If you don't, you won't be able to boot
  the new kernel image.

  Reinstalling LILO is usually a matter of running /sbin/lilo.
  You may wish to edit /etc/lilo.conf to specify an entry for your
  old kernel image (say, /vmlinux.old) in case the new one does not
  work.  See the LILO docs for more information.

  After reinstalling LILO, you should be all set.  Shutdown the system,
  reboot, and enjoy!

There is no longer a "make modules" step -- that is done by the "make" command.

I think we read in the paragraph that begins with:
Do NOT use the /usr/src/linux area!
where you destroyed your headers and created your initial problem.

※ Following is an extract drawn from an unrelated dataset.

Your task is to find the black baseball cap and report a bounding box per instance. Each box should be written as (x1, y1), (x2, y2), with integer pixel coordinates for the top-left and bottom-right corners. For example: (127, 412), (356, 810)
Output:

The kernel README file does not mention an initial ramdisk image. Your "geninitrd"
must obviously stand for "generate initrd", which would mean generate initial ramdisk.

If your / filesystem, or the disk controller that your / filesystem mounts on are built
as modules (M) in your kernel, then you will need an initrd. There are a few other esoteric
options where you would need an initrd. If brenainn requires an initrd, then you must issue
"geninitrd" BEFORE you reboot with the new kernel. If you don't, how will the kernel
have an initrd, and how will it boot if it requires an initrd? Either in your case it does
not require an initrd, or you won't boot the new kernel.

I tried to read about PLD and geninitrd at the PLD website, but their page for English
documentation does not load. The FAQ does not seem to have anything related to a
kernel rebuild. The only other English kernel documentation on the site was out of date.

I don't read or think in Polish so can't help further with that issue.